The Guild is running a campaign called ‘Student Switch Off’, which automatically enters the different student halls into a sustainability competition. Those that save the most water and electricity, alongside good recycling habits, can win massive prizes for the entire hall. This is just one of the many ways in which the University encourages environmental consciousness, and it is well worth checking out Student Switch Off  for tips and to see your position on the leader board.

Christmas is, to quote the great Andy Williams, “the most electrical time of the year”. Fairy lights and extravagant trees and tacky penguins without volume buttons that dance around and sing, all consume a whole lot of electricity. Some of the more eagle-eyed readers might have noticed that I swapped out “wonderful” for “electrical” in that famous line, and you would be correct. It’s not the most wonderful time for the environment, sadly.

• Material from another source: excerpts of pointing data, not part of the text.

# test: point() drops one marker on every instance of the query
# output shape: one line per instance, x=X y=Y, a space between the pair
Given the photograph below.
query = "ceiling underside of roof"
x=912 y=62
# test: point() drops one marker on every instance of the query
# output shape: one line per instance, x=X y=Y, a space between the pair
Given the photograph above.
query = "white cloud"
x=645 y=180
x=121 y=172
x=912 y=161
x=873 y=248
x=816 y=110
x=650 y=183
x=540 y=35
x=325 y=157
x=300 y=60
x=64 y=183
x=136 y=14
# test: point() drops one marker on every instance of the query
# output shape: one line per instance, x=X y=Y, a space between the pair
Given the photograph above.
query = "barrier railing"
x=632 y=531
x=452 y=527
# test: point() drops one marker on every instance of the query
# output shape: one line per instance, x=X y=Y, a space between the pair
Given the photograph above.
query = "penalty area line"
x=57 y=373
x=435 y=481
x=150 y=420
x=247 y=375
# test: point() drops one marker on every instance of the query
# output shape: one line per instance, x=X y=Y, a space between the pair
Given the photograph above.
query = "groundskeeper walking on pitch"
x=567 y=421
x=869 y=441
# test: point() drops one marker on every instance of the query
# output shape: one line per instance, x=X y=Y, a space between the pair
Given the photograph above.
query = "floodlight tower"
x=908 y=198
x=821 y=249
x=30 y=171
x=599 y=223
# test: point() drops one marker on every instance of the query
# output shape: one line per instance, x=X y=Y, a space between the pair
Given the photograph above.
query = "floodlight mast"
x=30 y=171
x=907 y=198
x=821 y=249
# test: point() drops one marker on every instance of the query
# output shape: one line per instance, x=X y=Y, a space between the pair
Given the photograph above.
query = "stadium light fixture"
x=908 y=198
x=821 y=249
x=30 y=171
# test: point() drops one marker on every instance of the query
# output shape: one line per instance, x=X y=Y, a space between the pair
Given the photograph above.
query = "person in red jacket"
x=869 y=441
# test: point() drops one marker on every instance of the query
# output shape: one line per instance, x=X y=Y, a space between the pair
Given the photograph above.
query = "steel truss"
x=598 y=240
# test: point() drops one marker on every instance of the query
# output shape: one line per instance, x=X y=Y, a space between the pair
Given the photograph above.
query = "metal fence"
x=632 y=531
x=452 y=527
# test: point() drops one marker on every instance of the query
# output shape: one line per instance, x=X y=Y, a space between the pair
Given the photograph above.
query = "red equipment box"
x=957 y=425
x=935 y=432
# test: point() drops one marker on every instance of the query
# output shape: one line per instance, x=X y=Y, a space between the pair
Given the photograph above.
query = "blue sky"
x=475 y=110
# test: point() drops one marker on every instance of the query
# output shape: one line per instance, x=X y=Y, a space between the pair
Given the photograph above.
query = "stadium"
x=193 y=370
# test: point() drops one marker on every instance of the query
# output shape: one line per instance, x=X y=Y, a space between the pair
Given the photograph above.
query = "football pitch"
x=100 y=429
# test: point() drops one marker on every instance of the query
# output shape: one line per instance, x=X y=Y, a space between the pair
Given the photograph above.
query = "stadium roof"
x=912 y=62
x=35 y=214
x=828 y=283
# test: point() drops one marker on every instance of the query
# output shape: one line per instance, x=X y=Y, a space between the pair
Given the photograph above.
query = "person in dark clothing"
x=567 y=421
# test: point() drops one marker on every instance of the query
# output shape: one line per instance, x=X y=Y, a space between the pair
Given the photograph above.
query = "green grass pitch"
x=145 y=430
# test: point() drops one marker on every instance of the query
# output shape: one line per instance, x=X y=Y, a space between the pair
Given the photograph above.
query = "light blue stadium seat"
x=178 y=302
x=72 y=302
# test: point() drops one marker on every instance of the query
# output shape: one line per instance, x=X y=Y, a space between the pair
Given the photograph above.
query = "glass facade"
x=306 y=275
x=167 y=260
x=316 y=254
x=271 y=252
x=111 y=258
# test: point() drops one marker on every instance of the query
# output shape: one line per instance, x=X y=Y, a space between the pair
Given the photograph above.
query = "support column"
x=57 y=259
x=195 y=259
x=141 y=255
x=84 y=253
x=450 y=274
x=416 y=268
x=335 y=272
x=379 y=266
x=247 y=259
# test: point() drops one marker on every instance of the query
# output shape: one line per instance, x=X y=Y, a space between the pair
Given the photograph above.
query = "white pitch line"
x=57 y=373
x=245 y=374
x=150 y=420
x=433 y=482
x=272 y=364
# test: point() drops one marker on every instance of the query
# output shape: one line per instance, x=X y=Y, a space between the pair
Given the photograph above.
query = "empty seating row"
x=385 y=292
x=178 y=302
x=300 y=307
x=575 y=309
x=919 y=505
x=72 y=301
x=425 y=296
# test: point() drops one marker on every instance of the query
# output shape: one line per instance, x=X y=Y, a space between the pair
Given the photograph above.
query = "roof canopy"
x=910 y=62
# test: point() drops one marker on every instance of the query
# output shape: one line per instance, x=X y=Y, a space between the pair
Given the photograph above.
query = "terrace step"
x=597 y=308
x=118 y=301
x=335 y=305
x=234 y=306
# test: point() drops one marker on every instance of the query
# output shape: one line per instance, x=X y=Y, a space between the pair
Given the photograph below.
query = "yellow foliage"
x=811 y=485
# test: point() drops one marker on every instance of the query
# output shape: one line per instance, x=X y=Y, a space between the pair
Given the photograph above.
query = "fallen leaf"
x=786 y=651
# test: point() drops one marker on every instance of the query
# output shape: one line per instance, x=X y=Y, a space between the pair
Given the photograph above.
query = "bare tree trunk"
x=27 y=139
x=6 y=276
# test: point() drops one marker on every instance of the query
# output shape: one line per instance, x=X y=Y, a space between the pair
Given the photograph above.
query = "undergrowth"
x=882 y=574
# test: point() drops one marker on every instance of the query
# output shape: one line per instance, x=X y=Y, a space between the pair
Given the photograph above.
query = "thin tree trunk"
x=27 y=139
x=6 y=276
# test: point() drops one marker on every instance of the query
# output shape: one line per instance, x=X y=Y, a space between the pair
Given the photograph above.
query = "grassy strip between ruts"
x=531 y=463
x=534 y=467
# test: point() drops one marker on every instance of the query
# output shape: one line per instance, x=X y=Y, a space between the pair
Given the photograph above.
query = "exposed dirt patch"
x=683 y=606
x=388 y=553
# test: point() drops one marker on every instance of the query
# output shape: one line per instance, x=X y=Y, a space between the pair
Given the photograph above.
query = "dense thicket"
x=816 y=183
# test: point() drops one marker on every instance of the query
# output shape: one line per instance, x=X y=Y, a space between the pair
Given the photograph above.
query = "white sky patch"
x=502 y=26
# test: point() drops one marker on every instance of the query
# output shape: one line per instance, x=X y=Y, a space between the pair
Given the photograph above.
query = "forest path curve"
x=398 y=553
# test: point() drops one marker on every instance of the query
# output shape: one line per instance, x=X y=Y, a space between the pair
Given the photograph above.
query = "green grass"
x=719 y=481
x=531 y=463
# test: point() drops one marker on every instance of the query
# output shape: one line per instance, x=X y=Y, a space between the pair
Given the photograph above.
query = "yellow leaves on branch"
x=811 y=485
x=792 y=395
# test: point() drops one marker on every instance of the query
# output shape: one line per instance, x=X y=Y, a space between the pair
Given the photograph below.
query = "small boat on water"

So, what can you do? Well, obviously turn things off when you’re not using them, but everybody knows that. What you might not know is that devices sometimes consume electricity even when turned off, so be sure to unplug things as well.

In regard to water consumption, if you’re a student, combine your clothes washes with others! Fill that washing machine as high as it lets you and just pay half each. Make ‘small washes’ a thing of the past. You’ll save money, and more importantly, you’ll save a whole lot of water and energy. I probably shouldn’t tell you to shower with others as well, but you could at least cut down on the time you spend in there!

5. Be actively conscious

Finally, and perhaps most importantly, find out what you can do to help. The ‘People and Planet Society’  is a good place to start; they are consistently proactive in pursuing their goal to protect the environment.

Furthermore, make sure to vote at every opportunity. The UK General Election is taking place the day that this blog is published, so if you happen to have found this blog incredibly quickly, please make sure you’ve placed your vote.

I’m not here to tell you who to vote for, just read the manifestos if you can, read the different environmental policies, and vote for the change that you want to see.

Of course it’s the big corporations that do most of the damage, but until they show signs of changing, these little things can still make a difference.

Have a great election day, a fantastic holiday, and if you try something vegan this Christmas, I recommend Linda McCartney sausages. They’re magical!